Proposed Delay in ICD-10 Compliance Deadline: What Does It Mean to You?
April 10, 2012
A newly proposed rule gives healthcare providers an additional year to implement the International Classification of Diseases, 10th Edition (ICD-10), diagnosis and procedure codes. On April 9, 2012, the U.S. Department of Health and Human Services proposed that organizations would need to be in compliance by Oct. 1, 2014.
What would this deadline postponement mean for your healthcare organization? How would it affect the organization’s overall timeline for implementing regulatory requirements?
Is Your Transition to ICD-10 on Track?
Oct. 1, 2014, may seem far away, but it is just around the corner. It can be challenging to juggle ICD-10 with ongoing electronic health records implementation or optimization and Meaningful Use compliance. To allow adequate time for your organization’s ICD-10 activities, Crowe Horwath LLP recommends completing the following tasks by Dec. 31, 2012:
- Complete Meaningful Use Stage 1 attestation (eligible professionals and hospitals only).
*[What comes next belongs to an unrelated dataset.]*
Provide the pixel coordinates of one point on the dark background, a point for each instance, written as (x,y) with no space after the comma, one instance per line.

- Conduct an ICD-10 executive-level assessment to determine your organization’s overall risk of compliance.
- Assign a qualified project manager to lead your ICD-10 initiative.
- Perform an application inventory to gauge remediation efforts on technology infrastructure.
- Conduct an ICD-10 in-depth assessment to determine the enterprisewide risk of compliance.
- Estimate budgets for ICD-10 training, technology enhancement, and changes to clinical, revenue cycle, and operational processes.
- Develop a strategic project plan that takes your organization from its current state to enterprisewide ICD-10 compliance.
Once these efforts are completed, there will be ample time for enterprisewide remediation before the proposed Oct. 1, 2014, deadline for compliance.
The Cost of Noncompliance
For even the smallest healthcare organization, the consequences of being unprepared for ICD-10 can be significant. For starters, payment reimbursement time may increase a minimum of 14 days for the first six months after the ICD-10 compliance deadline. In addition, noncompliant documentation and coding means inefficiencies and error rates that can prolong the reimbursement process, increasing claims processing time by as much as 25 percent.